Structural equation modeling of microbial networks during smooth brome invasion

Using a comprehensive list that included a compilation of all winnowed OTUs generated from the four centrality measures, we generated a dataset that included sample, OTU “importance” (i.e., centrality), and abundance. To do this, we ran a leave-one-out analysis where each sample was sequentially left out with replacement and then rebuilt the network without the left-out sample in order to quantify the centrality and abundance for each OTU among the samples—achieved by summation of each OTU contribution to sample centrality and abundance. This resulted in a matrix of centrality × sample for each centrality measure that was then used in subsequent SEM of microbial network evolution under smooth brome invasion.

We used these data to build upon the SEM framework developed by Piper et al. [37], in which they assessed how smooth brome influenced bacterial diversity during smooth brome invasion of natural grasslands. Here we wanted to build on this model to test if we could predict the evolution of microbial networks during smooth brome invasion.

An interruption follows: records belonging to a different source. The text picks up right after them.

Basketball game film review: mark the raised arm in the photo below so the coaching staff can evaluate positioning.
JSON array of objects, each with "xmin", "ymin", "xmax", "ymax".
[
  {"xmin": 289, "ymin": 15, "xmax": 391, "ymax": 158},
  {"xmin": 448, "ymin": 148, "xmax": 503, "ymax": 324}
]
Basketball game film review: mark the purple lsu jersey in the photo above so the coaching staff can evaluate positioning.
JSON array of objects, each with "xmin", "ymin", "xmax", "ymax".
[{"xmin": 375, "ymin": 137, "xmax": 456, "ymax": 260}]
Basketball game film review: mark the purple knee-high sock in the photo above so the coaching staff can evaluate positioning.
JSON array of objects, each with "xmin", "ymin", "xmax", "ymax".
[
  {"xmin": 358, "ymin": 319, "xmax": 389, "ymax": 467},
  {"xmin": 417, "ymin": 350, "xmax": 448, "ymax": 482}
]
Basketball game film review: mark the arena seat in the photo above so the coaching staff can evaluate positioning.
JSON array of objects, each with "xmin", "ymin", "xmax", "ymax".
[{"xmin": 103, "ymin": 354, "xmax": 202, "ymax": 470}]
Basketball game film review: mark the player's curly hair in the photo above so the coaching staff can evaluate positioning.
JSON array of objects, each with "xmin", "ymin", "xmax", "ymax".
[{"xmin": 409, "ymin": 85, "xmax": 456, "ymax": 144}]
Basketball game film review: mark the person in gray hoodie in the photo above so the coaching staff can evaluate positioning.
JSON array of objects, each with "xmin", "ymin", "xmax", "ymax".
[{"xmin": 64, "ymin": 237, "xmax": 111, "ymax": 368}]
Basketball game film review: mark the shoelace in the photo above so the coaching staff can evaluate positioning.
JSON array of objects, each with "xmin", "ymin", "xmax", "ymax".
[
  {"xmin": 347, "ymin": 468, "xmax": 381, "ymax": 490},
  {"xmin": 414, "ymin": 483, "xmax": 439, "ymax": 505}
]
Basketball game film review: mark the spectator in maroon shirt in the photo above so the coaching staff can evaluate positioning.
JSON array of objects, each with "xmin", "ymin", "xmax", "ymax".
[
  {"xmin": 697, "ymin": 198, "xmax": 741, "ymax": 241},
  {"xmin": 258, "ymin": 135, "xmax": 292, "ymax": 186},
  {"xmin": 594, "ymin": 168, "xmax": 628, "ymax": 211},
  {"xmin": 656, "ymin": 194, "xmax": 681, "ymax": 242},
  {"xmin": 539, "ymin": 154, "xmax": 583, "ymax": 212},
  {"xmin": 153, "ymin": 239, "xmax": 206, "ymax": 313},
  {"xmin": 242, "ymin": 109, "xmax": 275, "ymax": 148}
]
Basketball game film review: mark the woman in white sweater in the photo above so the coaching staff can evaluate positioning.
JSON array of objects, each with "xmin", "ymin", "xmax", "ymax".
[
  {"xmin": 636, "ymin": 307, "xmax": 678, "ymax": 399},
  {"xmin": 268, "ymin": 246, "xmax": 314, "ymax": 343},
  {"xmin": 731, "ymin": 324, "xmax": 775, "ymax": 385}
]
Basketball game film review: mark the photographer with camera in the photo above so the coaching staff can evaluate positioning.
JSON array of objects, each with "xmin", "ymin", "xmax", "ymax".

SEMs allow the exploration of networks of simultaneous influences, rather than individual causes [17, 31]. The method is thus appropriate for supporting causal interpretations at the system (for example, brome–edaphic–microbial network connectivity) rather than the individual level (for example, brome–network). Before fitting the SEM, we used general linear models with a quadratic term to check for nonlinear relationships among exogenous (solely explanatory) and endogenous (can be both response and explanatory) variables; no nonlinearities were found. To equalize variances we standardized variables by dividing raw values by their group maximum. Improved model fit was assessed based on reduced χ2 and Akaike information criterion. Models were fit using the R package “lavaan” v. 0.6–1 [55].

Here we tested three potential causal pathways through which smooth brome may influence microbial network development, via: (1) bacterial alpha diversity (richness or evenness), (2) bacterial alpha diversity and direct plant linkages, (3) bacterial alpha diversity and direct soil linkages, and/or (4) bacterial alpha diversity and both direct plant and soil linkages (see Supplementary Figs. S7S10).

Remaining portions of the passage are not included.